Agile is my favourite new buzzword. I sure hope they agilely developed agile software that makes agile calls in their Department of Agility over at Agile Microsoft (the software company formerly known as Microsoft). What does he even mean? Did they hire an entire team to hand unroll loops and make function calls tail recursive? Dear Simon, if you’re reading this, please quantify said statement. Otherwise I’m adding it to the list of “things I’ve heard that make no sense” right underneath the statement from a kid in grade school who told me he made a jetpack and car out of sticks.

One of the things that people say an awful lot about the Apple Mac is that the OS is fantastic, that it’s very graphical and easy to use. What we’ve tried to do with Windows 7 – whether it’s traditional format or in a touch format – is create a Mac look and feel in terms of graphics. We’ve significantly improved the graphical user interface, but it’s built on that very stable core Vista technology, which is far more stable than the current Mac platform, for instance.

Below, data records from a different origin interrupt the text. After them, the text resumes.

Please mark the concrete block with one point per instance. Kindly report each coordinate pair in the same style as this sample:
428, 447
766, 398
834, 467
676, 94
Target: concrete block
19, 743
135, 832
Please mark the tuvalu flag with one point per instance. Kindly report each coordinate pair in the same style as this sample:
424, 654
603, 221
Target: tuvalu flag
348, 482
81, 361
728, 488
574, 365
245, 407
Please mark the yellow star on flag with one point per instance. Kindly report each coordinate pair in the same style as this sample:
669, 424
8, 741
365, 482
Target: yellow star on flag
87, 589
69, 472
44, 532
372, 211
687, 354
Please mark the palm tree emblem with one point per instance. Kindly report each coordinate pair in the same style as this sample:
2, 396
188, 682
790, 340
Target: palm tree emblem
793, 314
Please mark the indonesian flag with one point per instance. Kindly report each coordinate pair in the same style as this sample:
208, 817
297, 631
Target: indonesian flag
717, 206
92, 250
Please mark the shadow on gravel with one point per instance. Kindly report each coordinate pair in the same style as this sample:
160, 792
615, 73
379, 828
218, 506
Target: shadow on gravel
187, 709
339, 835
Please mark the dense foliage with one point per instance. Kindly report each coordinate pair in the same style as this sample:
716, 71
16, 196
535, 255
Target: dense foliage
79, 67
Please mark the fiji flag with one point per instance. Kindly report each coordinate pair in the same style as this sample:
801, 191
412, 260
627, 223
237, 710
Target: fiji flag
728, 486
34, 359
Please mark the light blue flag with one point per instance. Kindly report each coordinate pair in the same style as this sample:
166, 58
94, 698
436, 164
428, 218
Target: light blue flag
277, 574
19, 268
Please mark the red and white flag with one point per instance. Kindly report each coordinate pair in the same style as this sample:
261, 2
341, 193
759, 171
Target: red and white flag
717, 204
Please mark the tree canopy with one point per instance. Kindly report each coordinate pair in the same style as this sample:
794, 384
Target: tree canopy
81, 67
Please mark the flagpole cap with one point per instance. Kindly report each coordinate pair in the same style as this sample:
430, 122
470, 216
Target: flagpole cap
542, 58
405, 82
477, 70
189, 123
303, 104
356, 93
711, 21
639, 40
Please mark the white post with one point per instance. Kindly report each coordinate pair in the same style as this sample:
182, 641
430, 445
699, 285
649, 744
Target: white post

Because in the arena of popular operating systems, the one that’s known for immense amounts of stability is Windows. Right. Mac OS X isn’t perfect by far (hey thanks Snow Leopard bug that forces all my keyboard input to one application until I reboot the machine), but I don’t recall the press around Vista being “man this thing sure is ugly, but at least it’s stable”. Your FUD is embarrassing, and I see right through you.

So you’ve taken the style of the Mac platform and built it on the more solid foundations of Vista?

What the fuck, Andrew? I’m not exactly a journalist, but I really don’t think taking a contentious statement from the guy you’re interviewing and then reinforcing it by reusing it in your own question is exactly a shining star of journalistic integrity. Up your game.

We’ve taken everything that’s good about Vista, along with the core infrastructure of the operating system, and we’ve made it faster and slimmed down the code to make it more effective.

You just said the good thing about Vista was the core infrastructure of the operating system. Essentially the same statement was made twice. Also, please quantify the usage of the term “effective”, in five hundred words or less. I don’t know what you mean by “effective”. You’re throwing words out there like a malfunctioning Speak and Spell. Forming coherent sentences doesn’t work like that, unfortunately. I’m sorry.

We’ve also tried to listen to what customers want in terms of a much slicker user interface and the ability to engage with it far more intuitively. That’s the product that we’re delivering.

I wish they’d fire this dude and deliver a new marketing guy an interviewer can engage with far more intuitively (and “effectively”). Is this seriously the best you can come up with, Microsoft? I don’t even mean Windows 7, I’m talking about the total stooge you sent out to shill it.